Lo stato romeno, tramite la società Minvest, è il primo azionista di questa iniziativa con il 19 per cento. Ma il suo atteggiamento sembra stranamente timido: essere seduti su una montagna che secondo le stime nasconderebbe qualcosa come 300 tonnellate d’oro dovrebbe indurre infatti a prendere in considerazione una partecipazione più consistente. Il contratto di partecipazione dello stato romeno al progetto è coperto da segreto e la Romania sembra essere trattata alla stregua di una repubblica delle banane dagli investitori più loschi.

Altrove in Europa, paesi come Svezia e Norvegia sfruttano l’oro in modo molto attivo. Lo stato svedese, per esempio, ha emesso concessioni sui giacimenti d’oro e si limita a far soldi con imposte, tasse e canoni. Non vi è alcuna agitazione apparente o implicita. La questione è trattata come un normale affare in grado di generare utili e l’industria mineraria rappresenta lo 0,3 per cento del pil del paese. Il rispetto delle normative è assicurato da un rigido controllo, che in Romania manca del tutto.

La posta in gioco è la corsa all’oro. Il progetto Roşia Montană promette ricavi per un valore superiore ai 16 miliardi di dollari in 16 anni. Ma se l’investitore canadese fosse estromesso potrebbe chiedere allo stato romeno risarcimenti colossali. Roşia Montană rischia di diventare una città fantasma: oltre l’80 per cento degli edifici appartiene ormai a Gold Corporation. Le vestigia archeologiche, situate in luoghi difficilmente accessibili, non bastano ad attirare turisti. La popolazione locale non ha molte opportunità sul mercato del lavoro, né capitali da investire. I pochi alberghi della zona sono scadenti e la cittadina, con tutte queste polemiche e controversie, è tutt’altro che invitante. (traduzione di Anna Bissanti)

Il progetto

Lavoro e conflitto d’interesse

“Il presidente Traian Băsescu ha annunciato che la realizzazione di questo progetto è più necessaria che mai perché il paese deve raddoppiare le proprie riserve in oro, e porterebbe alla creazione di nuovi posti di lavoro”, riferisce Evenimentul Zilei.
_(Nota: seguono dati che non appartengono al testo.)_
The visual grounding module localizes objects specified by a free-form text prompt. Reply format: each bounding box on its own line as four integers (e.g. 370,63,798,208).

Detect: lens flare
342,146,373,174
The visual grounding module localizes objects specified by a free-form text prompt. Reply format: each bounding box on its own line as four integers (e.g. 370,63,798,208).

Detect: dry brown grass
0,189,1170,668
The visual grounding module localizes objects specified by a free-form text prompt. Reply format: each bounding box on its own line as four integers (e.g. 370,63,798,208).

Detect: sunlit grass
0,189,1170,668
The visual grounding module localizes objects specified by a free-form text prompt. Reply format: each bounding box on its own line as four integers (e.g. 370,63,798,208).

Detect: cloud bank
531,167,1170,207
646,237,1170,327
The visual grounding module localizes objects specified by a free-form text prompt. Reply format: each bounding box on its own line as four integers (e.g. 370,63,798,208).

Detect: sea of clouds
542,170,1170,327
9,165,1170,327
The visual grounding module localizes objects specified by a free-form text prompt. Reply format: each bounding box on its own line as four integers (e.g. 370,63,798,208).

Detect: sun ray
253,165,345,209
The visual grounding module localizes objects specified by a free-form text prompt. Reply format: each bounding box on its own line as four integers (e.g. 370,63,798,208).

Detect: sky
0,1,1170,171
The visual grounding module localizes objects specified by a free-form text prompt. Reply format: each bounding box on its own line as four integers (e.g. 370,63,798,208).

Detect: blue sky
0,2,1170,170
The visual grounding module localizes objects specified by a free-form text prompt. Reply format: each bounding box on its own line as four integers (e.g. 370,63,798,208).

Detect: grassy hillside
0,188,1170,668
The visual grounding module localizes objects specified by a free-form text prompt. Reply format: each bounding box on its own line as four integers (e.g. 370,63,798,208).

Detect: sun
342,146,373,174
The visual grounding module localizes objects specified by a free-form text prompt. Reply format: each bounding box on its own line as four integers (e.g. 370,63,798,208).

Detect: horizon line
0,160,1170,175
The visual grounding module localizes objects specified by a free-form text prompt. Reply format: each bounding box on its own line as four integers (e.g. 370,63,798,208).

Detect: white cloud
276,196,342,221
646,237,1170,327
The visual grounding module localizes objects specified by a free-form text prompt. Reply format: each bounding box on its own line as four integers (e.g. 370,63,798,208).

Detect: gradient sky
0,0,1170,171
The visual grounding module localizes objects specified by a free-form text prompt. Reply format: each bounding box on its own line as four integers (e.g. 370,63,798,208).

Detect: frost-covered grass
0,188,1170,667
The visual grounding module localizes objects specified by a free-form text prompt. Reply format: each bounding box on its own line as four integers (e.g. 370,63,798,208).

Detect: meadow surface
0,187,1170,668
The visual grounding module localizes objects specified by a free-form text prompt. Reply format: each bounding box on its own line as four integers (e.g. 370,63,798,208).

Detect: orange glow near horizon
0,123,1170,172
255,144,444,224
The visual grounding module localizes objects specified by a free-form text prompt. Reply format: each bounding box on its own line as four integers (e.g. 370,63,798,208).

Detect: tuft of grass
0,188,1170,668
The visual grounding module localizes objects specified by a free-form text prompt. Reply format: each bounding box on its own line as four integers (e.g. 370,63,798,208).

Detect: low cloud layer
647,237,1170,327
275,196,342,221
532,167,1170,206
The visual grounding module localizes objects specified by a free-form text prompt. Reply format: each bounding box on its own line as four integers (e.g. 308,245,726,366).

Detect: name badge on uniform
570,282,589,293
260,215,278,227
Il quotidiano passa in rassegna le molte modalità con le quali lo stato romeno potrebbe guadagnare con questo progetto, che richiede un investimento da parte dei canadesi pari a quasi 700 milioni di euro. Oltre agli 1,2 miliardi di euro ricavabili direttamente con dividendi, tasse e imposte, il progetto porterebbe alla creazione di posti di lavoro e a un indotto quantificabile in 1,7 miliardi di euro. Ma il quotidiano si chiede “che ne sarà dei potenziali conflitti di interesse tra lo stato-azionista e lo stato-autorità, incaricato di garantire il rispetto delle regole?”